Movie Review : A Star is Born (2018)
A Star is Born had a pop culture moment during movie awards season. Bradley Cooper and Lady Gaga performed the movie’s hit song Shallow for promotional purposes a handful of times and fans lost their shit on social media. The co-stars cultivated an ambiguity in their performances that made people wish they were actually in love. It doesn’t have anything to do with the movie, but it helped A Star is Born to become the most talked about Academy Award nominee of this year’s ceremony. But is the movie actually good? The best answer I can give you is… it’s entertaining?
For the uninitiated, A Star is Born is the third remake of a 1937 movie that doesn’t have anything to do with music. It features a young, struggling singer named Ally (Lady Gaga) who meets famed country artist Jackson Maine (Bradley Cooper) in a drag bar, where she’s singing La Vie en Rose while pretending to be a man who’s pretending to be a woman. They fall hopelessly in love, he brings her on tour and she seduces his fans because she’s pretty fucking talented herself. But their June and Johnny bliss is interrupted by a greedy record producer (Rafi Gavron) who has plans for Ally.
This movie is so freakin’ strange. It’s not what happens in A Star is Born that is strange, but rather how it happens. Let me explain.
Nobody ever earns anything. Jackson meets the woman of his dreams by literally walking half-drunk into the first bar (also a drag queen bar, where… you know, heterosexual life-affirming moments are rarer). Ally seduces him right away by singing a song in a language Jackson doesn’t understand and while being a quite convincing drag queen. They also write a planet crushing hit with deep and complex lyrics in five minutes, sitting half-drunk in a parking lot. When Jackson takes Ally touring with him, she wins over his fans and even closes his shows, which is some major bullshit. Imagine you pay 100$ to see… let’s say Phil Collins and he lets his wife sing something you don’t know for the encore?
Good writing usually entails that you witness a character’s struggle. It makes you sympathetic to their desires and builds up tension. So, when the characters have a life altering moment, you understand what’s at stake. A Star is Born doesn’t work like that. It goes like: “c’mon, it’s Bradley Cooper and Lady Gaga. You already love them. Who gives a shit about character development?” And it kind of works? See, it’s a little bit like kayfabe in wrestling. We’re living a romantic fantasy through two familiar faces. Nothing outside of Jackson and Ally’s relationship really matters in A Star is Born, so the movie just gets there as quick as possible.

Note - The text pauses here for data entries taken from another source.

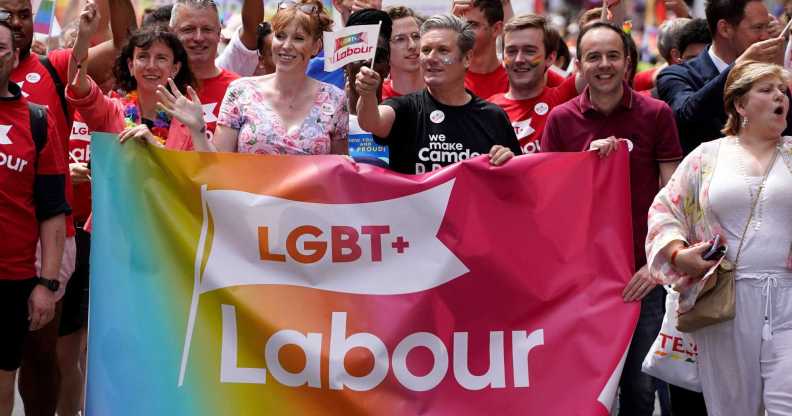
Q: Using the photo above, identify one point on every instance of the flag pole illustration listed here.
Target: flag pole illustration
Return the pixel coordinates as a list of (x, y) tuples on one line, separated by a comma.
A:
[(379, 26)]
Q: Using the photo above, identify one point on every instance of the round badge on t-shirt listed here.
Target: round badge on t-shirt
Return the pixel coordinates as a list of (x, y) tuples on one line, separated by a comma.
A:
[(33, 77)]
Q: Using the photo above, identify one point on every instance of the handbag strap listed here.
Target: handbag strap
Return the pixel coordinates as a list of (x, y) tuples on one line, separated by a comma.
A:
[(753, 205)]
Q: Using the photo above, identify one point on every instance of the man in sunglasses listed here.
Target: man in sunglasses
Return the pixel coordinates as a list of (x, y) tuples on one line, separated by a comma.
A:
[(32, 207)]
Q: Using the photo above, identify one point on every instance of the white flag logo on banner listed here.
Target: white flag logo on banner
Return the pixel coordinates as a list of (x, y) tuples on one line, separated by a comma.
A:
[(350, 44)]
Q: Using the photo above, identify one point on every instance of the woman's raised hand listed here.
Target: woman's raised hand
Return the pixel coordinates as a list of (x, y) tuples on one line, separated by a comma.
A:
[(187, 110), (89, 20)]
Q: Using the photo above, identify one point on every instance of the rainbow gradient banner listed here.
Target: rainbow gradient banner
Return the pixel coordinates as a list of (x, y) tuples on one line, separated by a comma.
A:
[(42, 21), (238, 284)]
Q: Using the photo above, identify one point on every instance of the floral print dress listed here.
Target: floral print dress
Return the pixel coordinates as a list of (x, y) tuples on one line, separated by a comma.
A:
[(246, 109), (682, 211)]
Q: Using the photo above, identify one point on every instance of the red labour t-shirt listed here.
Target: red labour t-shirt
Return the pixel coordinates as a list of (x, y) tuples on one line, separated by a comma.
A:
[(648, 125), (39, 88), (80, 152), (487, 85), (211, 93), (19, 166), (528, 116), (555, 79)]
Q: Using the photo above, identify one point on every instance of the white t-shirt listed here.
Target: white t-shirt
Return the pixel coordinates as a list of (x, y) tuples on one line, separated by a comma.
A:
[(237, 58)]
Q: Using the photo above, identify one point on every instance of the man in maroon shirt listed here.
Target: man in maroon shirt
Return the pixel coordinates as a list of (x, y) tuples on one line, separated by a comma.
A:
[(606, 114), (485, 76), (32, 207)]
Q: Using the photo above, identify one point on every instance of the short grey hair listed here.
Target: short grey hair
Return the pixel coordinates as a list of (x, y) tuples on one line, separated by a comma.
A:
[(668, 36), (194, 4), (466, 37)]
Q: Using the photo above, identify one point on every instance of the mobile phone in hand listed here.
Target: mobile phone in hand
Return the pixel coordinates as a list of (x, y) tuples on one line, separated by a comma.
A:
[(716, 250)]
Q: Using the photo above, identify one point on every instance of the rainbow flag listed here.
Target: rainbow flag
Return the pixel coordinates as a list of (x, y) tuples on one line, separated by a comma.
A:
[(318, 286), (42, 21)]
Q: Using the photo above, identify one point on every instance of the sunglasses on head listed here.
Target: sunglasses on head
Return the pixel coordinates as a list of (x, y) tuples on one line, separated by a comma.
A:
[(303, 7)]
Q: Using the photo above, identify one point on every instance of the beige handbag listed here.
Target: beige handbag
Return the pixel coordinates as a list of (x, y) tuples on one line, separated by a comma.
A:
[(716, 301)]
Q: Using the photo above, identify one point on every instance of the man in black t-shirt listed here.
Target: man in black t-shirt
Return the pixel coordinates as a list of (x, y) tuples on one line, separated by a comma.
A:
[(444, 123)]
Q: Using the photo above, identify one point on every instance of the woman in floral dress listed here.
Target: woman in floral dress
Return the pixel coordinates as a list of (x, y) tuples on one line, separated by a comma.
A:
[(150, 57), (745, 364), (281, 113)]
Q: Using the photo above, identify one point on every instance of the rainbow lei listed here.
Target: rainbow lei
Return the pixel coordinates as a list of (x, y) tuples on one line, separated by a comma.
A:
[(132, 117)]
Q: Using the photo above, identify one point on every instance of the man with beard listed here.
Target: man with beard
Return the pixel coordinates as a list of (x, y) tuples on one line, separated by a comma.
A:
[(529, 51)]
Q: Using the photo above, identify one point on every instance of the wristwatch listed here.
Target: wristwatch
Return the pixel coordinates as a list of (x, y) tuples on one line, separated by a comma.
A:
[(50, 284)]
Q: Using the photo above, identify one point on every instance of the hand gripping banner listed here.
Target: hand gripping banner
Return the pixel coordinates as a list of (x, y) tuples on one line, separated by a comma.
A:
[(242, 284)]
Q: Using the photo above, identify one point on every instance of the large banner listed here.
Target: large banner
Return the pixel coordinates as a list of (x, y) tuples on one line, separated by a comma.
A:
[(236, 284)]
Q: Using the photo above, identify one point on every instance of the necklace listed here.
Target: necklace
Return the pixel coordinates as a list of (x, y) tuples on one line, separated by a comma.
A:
[(757, 218), (133, 117)]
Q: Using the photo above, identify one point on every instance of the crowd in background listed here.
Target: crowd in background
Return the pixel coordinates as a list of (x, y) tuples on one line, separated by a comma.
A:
[(701, 101)]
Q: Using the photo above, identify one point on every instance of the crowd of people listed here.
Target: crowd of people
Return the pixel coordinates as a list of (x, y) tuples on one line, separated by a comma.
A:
[(706, 133)]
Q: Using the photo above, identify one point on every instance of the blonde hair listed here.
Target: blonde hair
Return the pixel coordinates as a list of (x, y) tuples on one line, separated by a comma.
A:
[(313, 23), (740, 80)]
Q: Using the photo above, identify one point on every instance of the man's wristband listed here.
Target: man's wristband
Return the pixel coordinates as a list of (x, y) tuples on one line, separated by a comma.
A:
[(51, 284)]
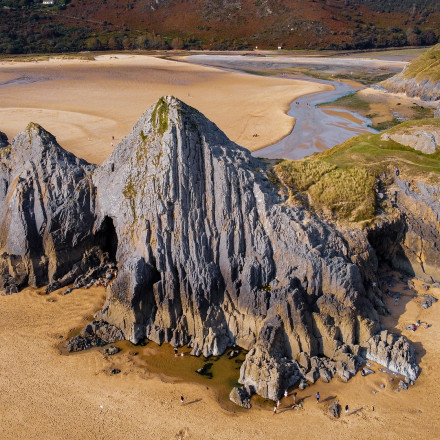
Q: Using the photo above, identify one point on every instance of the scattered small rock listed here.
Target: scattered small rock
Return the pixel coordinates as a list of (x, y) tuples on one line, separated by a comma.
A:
[(335, 410), (403, 385), (303, 384), (240, 396), (428, 301), (111, 350)]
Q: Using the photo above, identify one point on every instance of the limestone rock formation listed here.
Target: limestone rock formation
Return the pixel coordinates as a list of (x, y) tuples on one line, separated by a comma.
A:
[(96, 334), (209, 256), (208, 252), (46, 209), (409, 241), (424, 89), (240, 396), (3, 140), (394, 352), (426, 140)]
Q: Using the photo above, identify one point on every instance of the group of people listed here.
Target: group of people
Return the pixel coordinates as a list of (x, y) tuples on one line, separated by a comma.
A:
[(295, 402)]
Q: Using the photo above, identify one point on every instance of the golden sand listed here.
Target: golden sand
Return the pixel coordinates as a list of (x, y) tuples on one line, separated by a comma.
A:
[(85, 103), (47, 395)]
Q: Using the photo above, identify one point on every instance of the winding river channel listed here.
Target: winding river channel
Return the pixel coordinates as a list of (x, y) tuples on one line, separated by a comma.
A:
[(317, 129)]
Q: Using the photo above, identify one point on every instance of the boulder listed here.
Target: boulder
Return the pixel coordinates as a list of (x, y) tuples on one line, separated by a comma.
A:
[(427, 301), (110, 351), (96, 334), (3, 140), (334, 410), (395, 353), (240, 396)]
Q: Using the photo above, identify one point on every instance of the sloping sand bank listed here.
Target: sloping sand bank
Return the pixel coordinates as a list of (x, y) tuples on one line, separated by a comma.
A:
[(85, 103), (47, 395)]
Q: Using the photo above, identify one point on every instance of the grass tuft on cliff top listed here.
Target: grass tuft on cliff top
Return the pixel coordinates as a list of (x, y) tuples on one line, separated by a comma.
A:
[(342, 181), (426, 66)]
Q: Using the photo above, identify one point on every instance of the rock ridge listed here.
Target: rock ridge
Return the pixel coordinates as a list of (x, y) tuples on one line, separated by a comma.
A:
[(208, 252)]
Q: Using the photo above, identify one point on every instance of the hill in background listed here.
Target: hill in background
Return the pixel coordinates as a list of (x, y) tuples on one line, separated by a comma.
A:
[(73, 25)]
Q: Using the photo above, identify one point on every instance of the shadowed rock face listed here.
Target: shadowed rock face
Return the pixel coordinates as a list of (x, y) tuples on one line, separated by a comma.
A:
[(208, 252), (46, 209)]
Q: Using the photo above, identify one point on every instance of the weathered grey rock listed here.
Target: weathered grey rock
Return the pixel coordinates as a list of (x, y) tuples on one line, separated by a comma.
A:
[(110, 351), (202, 244), (403, 385), (424, 89), (334, 410), (426, 139), (46, 208), (208, 252), (428, 301), (396, 353), (408, 242), (3, 140), (240, 396), (95, 334)]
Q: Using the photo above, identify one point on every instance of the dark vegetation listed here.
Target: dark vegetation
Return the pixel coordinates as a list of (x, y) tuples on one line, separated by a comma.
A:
[(28, 26), (342, 182)]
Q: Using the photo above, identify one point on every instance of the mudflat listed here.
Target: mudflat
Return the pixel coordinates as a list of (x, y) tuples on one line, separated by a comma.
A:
[(90, 105)]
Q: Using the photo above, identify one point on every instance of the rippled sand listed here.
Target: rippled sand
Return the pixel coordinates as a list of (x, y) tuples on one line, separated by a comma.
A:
[(85, 103)]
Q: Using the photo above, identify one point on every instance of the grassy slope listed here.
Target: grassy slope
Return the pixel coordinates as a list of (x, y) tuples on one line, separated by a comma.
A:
[(425, 66), (343, 180)]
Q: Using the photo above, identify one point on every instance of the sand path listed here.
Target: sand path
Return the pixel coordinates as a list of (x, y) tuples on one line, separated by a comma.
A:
[(46, 395), (85, 103)]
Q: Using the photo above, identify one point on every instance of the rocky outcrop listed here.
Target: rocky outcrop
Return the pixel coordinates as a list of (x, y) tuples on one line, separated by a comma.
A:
[(394, 352), (334, 410), (240, 396), (208, 252), (3, 140), (46, 209), (409, 241), (412, 87), (426, 139), (209, 256), (96, 334)]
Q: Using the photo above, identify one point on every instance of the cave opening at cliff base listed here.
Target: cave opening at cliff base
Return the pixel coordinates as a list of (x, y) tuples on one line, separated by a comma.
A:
[(107, 238)]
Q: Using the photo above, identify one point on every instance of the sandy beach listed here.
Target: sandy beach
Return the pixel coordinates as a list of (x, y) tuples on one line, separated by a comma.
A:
[(46, 394), (84, 103)]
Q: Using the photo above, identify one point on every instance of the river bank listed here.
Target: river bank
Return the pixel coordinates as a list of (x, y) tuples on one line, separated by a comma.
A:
[(90, 105)]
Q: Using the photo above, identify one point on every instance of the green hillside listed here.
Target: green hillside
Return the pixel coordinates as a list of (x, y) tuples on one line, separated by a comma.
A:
[(427, 66), (343, 181)]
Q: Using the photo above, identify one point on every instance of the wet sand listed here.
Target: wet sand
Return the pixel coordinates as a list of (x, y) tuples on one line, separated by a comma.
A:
[(317, 129), (47, 395), (84, 103)]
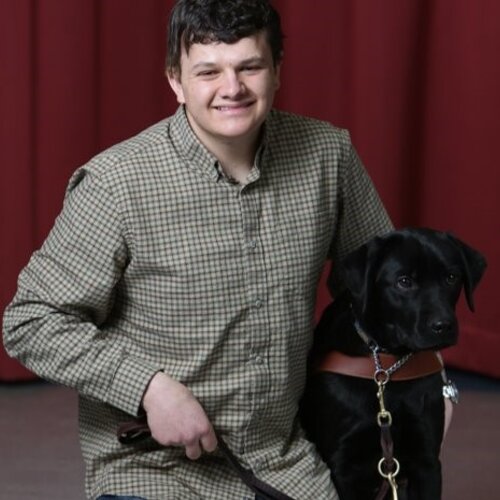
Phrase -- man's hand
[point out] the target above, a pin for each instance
(176, 418)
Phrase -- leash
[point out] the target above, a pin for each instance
(138, 430)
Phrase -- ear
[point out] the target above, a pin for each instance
(473, 266)
(174, 79)
(277, 76)
(358, 271)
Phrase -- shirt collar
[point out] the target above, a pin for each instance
(197, 155)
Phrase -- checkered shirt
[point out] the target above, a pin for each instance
(159, 262)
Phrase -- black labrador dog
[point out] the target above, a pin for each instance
(374, 395)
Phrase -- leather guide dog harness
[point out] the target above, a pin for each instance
(419, 365)
(382, 367)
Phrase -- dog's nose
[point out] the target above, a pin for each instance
(441, 326)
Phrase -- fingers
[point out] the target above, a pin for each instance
(209, 441)
(193, 450)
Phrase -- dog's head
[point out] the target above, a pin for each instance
(405, 286)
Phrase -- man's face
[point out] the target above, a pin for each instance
(227, 89)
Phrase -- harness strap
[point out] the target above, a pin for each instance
(421, 364)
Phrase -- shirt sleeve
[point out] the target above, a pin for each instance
(361, 214)
(66, 292)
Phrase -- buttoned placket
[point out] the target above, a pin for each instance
(257, 298)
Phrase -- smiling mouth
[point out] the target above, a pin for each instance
(234, 107)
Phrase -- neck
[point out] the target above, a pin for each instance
(236, 157)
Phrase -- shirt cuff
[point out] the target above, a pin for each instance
(129, 384)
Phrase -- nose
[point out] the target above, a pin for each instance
(232, 86)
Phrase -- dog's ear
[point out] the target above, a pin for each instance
(357, 270)
(473, 266)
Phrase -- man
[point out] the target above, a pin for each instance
(179, 279)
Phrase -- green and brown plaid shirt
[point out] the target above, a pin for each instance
(159, 262)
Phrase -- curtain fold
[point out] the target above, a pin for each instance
(415, 82)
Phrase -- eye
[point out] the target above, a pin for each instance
(251, 69)
(405, 282)
(452, 278)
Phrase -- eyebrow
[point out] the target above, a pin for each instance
(250, 60)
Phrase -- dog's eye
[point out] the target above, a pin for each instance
(405, 282)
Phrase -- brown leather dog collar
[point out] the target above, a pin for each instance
(419, 365)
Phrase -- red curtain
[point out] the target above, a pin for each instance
(416, 83)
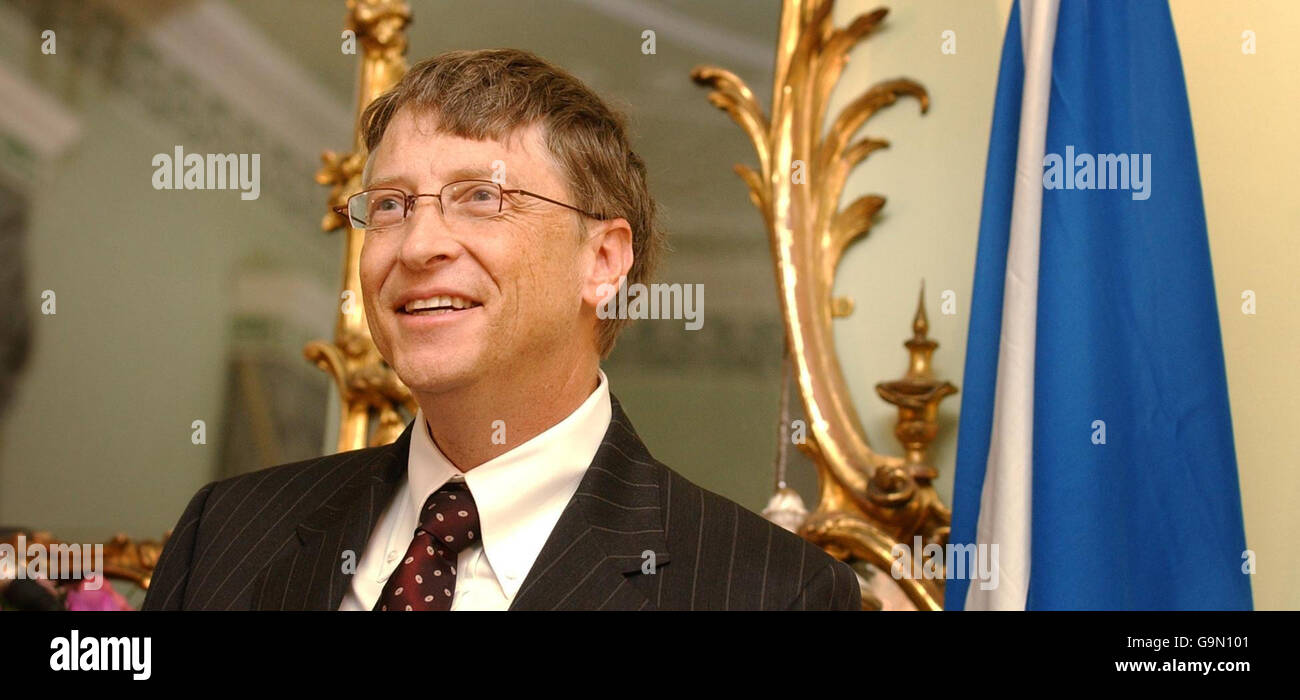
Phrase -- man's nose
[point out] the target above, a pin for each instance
(428, 238)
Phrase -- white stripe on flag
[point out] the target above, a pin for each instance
(1005, 500)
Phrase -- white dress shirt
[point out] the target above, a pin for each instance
(519, 495)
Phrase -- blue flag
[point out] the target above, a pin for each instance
(1095, 448)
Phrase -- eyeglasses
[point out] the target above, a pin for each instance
(459, 201)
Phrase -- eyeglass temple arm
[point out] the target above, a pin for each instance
(554, 202)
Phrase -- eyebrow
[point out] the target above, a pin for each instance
(471, 172)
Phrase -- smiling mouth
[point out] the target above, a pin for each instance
(437, 306)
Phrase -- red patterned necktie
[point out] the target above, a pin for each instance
(427, 577)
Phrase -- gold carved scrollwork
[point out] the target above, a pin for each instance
(869, 501)
(368, 389)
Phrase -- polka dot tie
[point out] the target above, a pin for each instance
(427, 577)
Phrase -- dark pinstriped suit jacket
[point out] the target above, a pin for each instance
(276, 539)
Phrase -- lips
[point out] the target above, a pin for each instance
(437, 305)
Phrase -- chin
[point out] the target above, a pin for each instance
(436, 372)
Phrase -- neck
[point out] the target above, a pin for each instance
(479, 422)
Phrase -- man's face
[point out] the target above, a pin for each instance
(519, 275)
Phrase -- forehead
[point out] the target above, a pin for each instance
(416, 152)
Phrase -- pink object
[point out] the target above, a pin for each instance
(102, 599)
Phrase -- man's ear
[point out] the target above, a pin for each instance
(610, 249)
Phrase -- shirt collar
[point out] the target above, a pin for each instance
(521, 493)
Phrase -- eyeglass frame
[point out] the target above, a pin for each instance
(408, 201)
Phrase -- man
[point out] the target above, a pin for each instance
(502, 204)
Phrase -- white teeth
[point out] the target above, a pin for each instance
(438, 302)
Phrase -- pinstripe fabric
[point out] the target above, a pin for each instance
(278, 540)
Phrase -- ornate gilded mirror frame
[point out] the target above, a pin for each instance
(869, 502)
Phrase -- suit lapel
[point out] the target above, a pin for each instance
(308, 573)
(598, 556)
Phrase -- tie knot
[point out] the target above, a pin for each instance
(451, 518)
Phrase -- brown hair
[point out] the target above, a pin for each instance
(492, 93)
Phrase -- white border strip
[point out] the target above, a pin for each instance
(1006, 500)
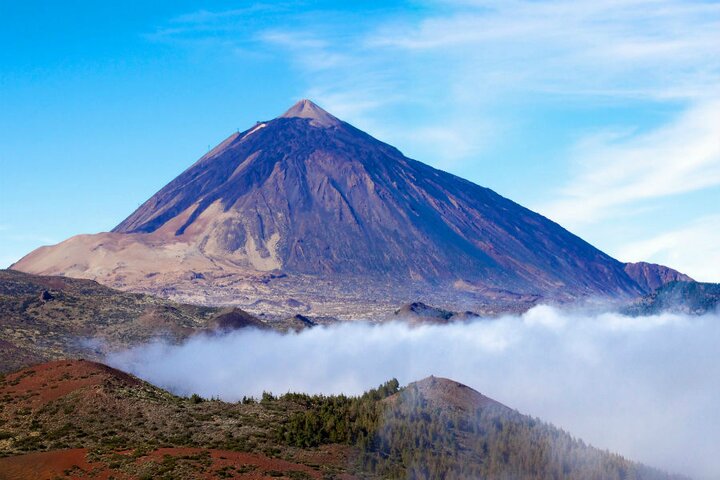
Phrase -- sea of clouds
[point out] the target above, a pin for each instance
(645, 387)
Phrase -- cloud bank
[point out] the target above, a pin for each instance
(645, 387)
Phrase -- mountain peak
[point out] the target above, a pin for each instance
(307, 109)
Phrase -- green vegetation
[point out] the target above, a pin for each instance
(409, 436)
(388, 432)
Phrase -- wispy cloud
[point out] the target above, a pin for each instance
(617, 171)
(445, 80)
(694, 248)
(645, 387)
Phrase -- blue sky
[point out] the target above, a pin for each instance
(604, 116)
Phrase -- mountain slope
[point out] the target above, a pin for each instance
(651, 276)
(99, 419)
(310, 195)
(44, 318)
(692, 298)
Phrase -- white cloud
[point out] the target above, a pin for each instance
(693, 249)
(645, 387)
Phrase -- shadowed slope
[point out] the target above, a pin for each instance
(308, 194)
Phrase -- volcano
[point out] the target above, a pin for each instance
(305, 211)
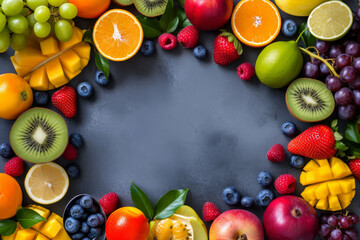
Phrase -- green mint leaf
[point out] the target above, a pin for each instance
(141, 201)
(102, 63)
(169, 203)
(28, 217)
(151, 26)
(7, 227)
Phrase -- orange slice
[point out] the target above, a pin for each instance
(118, 35)
(256, 23)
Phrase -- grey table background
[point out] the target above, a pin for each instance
(171, 121)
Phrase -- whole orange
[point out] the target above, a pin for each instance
(10, 196)
(16, 96)
(127, 223)
(91, 8)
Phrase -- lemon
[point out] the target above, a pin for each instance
(46, 183)
(330, 21)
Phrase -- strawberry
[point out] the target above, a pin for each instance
(226, 48)
(65, 100)
(210, 212)
(109, 202)
(355, 168)
(317, 142)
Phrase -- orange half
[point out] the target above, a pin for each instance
(118, 35)
(256, 23)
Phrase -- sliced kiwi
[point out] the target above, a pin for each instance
(309, 100)
(151, 8)
(39, 135)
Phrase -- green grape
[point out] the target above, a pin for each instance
(18, 24)
(33, 4)
(18, 41)
(63, 30)
(55, 3)
(4, 40)
(42, 30)
(31, 19)
(42, 14)
(2, 21)
(68, 11)
(12, 7)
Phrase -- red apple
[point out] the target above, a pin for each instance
(208, 14)
(290, 218)
(236, 224)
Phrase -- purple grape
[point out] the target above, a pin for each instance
(311, 70)
(344, 96)
(348, 74)
(336, 50)
(333, 83)
(347, 112)
(322, 46)
(343, 60)
(353, 49)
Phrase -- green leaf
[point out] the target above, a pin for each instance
(28, 217)
(102, 64)
(151, 26)
(169, 203)
(141, 201)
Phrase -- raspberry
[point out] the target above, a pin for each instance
(188, 37)
(276, 153)
(285, 184)
(109, 202)
(14, 167)
(167, 41)
(210, 212)
(246, 71)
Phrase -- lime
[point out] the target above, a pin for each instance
(330, 21)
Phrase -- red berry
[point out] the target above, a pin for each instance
(285, 184)
(167, 41)
(14, 167)
(246, 71)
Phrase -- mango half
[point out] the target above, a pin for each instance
(330, 184)
(48, 63)
(52, 228)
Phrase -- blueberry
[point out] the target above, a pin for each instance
(72, 225)
(6, 151)
(288, 128)
(93, 220)
(100, 78)
(247, 201)
(147, 48)
(200, 52)
(76, 211)
(289, 28)
(264, 198)
(76, 140)
(73, 170)
(264, 178)
(84, 227)
(297, 161)
(41, 98)
(231, 196)
(85, 89)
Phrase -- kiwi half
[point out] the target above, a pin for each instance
(151, 8)
(309, 100)
(39, 136)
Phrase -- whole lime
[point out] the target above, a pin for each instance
(279, 63)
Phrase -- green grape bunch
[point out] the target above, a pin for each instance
(19, 18)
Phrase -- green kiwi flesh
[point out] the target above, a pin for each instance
(151, 8)
(309, 100)
(39, 136)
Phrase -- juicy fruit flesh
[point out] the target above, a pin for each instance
(39, 136)
(309, 100)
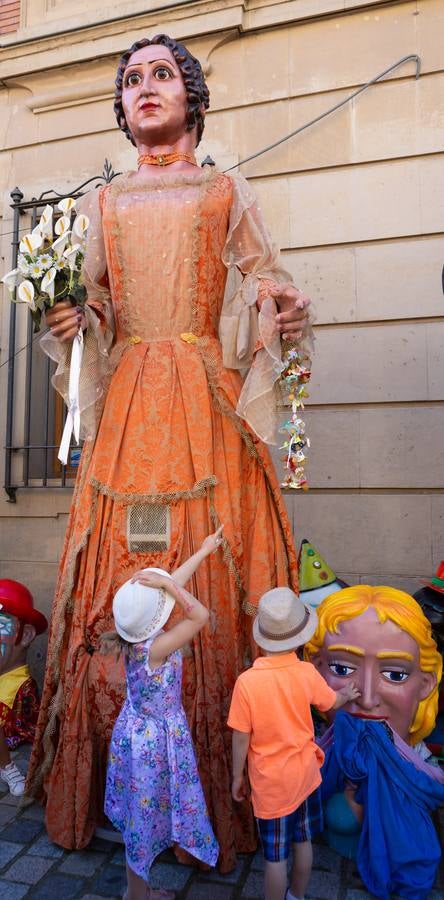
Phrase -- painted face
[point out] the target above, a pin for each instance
(154, 98)
(9, 626)
(383, 662)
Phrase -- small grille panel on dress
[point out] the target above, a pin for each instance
(148, 528)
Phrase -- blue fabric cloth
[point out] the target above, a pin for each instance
(398, 850)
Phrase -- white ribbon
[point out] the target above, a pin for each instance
(72, 424)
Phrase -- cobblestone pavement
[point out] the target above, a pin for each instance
(32, 867)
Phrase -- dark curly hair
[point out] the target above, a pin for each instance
(196, 89)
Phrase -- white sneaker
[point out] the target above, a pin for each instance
(14, 779)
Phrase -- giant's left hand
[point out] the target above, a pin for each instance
(292, 317)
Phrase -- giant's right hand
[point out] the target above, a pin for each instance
(64, 320)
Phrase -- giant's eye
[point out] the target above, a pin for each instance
(162, 73)
(395, 676)
(133, 79)
(341, 670)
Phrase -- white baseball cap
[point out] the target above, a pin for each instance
(139, 611)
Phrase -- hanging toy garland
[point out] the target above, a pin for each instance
(295, 374)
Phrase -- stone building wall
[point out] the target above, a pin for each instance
(356, 203)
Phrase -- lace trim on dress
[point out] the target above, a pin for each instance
(198, 490)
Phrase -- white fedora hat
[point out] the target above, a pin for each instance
(140, 612)
(283, 622)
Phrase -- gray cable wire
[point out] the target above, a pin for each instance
(328, 112)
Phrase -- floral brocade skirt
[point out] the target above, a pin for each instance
(111, 535)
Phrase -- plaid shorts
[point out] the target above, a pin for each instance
(301, 825)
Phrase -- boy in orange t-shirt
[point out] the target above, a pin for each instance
(272, 725)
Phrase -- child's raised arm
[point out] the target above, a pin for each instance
(188, 568)
(196, 616)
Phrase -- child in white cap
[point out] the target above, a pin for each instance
(153, 791)
(272, 726)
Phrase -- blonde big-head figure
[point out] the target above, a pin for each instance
(380, 638)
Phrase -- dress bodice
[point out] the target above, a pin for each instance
(164, 245)
(157, 693)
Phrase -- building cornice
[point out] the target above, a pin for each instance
(83, 37)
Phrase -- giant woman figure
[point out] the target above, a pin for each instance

But A Star is Born is not all silliness. There are things it does genuinely well. For example, its structure eschews the traditional will-they-or-won’t-they desire game that every romantic movie is usually about. It’s one of the rare movies that actually portrays a romantic relationship with ups, downs and all the nuances in between. OK, maybe not “all” the nuances but it has some. Jackson and Ally fight, make up, behave selfishly, support each other through tough times, etc. Hollywood is traditionally useless past the first kiss, so it was cool watching a mainstream movie having a somewhat responsible angle on relationships.
I was wildly entertained by A Star is Born. Not always for the right reasons, but it kept me watching. Perhaps the very best thing this movie has to offer is its music, though. Bradley Cooper even signs a song called Black Eyes in the beginning, which I have… * welp * put in a Spotify playlist? Anyway, it’s a wildly unrealistic, manipulative romantic fantasy, but it’s pretty honest about what it is and what it tries to do. Not sure we’re going to remember it in five years, but it’s not insignificant either. One could argue it was the perfect Oscar nominee for 2019.